EH: It all boils down to risk management. With simulations you can better assess what your risks are. Sponsors don’t tend to look at things like screening bias. Say, for instance, you want to enrol patients with high blood pressure (>140 mmHg). You screen patients and include the ones above the threshold. As everybody has a natural variation in blood pressure this process will include several patients that normally lies under the limit, but on that particular day some of your patients had high blood pressure. If you re-measure the enrolled patients in a month you would see a drop of about 10mmHg of just that screening effect without any treatment. There are many factors that need to be considered, such as ‘what are the consequences of my design?’ The tools are available – pharma companies are using it for Phase 1, Phase 2A trials where the dosage is low. But for pivotal trials – Phase 2B – there is very little usage, and the industry doesn’t seem to realise that this is a huge loss of potential.

CTA: You’ve talked a lot about the industry needing to plan ahead before the start of a trial. Do you see any signs of progress being made on that front?

EH: I have worked on both sides in medical devices, both in trials and as a researcher. The industry appears to be looking more into the modelling of clinical trials to understand further what’s being done and where the big opportunities lie.
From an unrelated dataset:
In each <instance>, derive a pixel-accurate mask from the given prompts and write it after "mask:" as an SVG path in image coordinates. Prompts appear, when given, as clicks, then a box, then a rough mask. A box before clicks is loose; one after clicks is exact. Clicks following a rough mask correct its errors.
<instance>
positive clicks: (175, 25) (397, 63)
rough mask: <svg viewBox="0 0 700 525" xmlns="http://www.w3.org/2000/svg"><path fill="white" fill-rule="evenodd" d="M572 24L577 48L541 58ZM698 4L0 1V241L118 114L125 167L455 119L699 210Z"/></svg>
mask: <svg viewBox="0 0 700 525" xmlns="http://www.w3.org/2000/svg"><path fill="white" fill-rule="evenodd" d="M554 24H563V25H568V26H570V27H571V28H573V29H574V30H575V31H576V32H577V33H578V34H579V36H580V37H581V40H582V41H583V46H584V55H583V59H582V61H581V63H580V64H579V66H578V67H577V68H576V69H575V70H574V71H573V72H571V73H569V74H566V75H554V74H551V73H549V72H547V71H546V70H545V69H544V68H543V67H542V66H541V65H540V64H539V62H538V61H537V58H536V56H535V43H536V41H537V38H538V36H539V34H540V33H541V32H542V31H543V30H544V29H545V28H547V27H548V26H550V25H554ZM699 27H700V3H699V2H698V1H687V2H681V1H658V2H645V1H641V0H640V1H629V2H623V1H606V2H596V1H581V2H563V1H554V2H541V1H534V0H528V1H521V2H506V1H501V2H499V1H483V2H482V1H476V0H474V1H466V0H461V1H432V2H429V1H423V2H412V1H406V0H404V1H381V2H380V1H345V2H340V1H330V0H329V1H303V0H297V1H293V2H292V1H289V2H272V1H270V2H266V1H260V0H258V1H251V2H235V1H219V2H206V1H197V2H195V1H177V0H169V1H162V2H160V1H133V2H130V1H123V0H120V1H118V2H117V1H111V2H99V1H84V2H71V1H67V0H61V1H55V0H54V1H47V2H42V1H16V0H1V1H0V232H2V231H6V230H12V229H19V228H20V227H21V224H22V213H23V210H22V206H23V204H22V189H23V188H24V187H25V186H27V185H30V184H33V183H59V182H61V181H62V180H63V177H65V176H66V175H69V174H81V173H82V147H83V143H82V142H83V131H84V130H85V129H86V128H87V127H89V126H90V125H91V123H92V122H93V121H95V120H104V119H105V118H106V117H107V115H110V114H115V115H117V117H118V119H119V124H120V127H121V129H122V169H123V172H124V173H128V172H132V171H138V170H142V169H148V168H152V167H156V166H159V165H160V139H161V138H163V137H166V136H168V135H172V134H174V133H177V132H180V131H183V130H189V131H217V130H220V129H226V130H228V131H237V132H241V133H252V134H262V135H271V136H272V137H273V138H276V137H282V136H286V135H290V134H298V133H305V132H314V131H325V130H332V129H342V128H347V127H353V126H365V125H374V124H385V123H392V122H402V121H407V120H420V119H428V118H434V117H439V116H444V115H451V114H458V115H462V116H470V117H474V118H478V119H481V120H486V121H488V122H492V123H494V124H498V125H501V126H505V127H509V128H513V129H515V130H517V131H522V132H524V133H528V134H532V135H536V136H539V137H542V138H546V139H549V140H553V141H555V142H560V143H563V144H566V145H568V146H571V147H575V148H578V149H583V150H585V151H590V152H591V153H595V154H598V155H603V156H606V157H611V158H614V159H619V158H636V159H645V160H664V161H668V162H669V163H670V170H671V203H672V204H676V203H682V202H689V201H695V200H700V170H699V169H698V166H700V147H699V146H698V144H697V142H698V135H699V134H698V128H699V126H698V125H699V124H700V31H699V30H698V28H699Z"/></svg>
I also see a growing interest from the regulatory side to document trials more efficiently, and this is where simulation tools can play a significant role. Going forward, more regulatory agencies will look at trials to see whether sponsors have done proper modelling and simulation, and analyse what possible solutions can be drawn before the trial begins. A properly simulated trial helps you in the conclusion phase of a trial. Most trials are powered on the primary outcome and not Severe Adverse Events (SAE). Suppose that you have a trial with clear benefit on the primary outcome, but with more SAE's in the treated groups. What conclusions can you draw from that? Naturally, that depends on the magnitude of the difference, proving this is another area where modelling would provide detailed insights.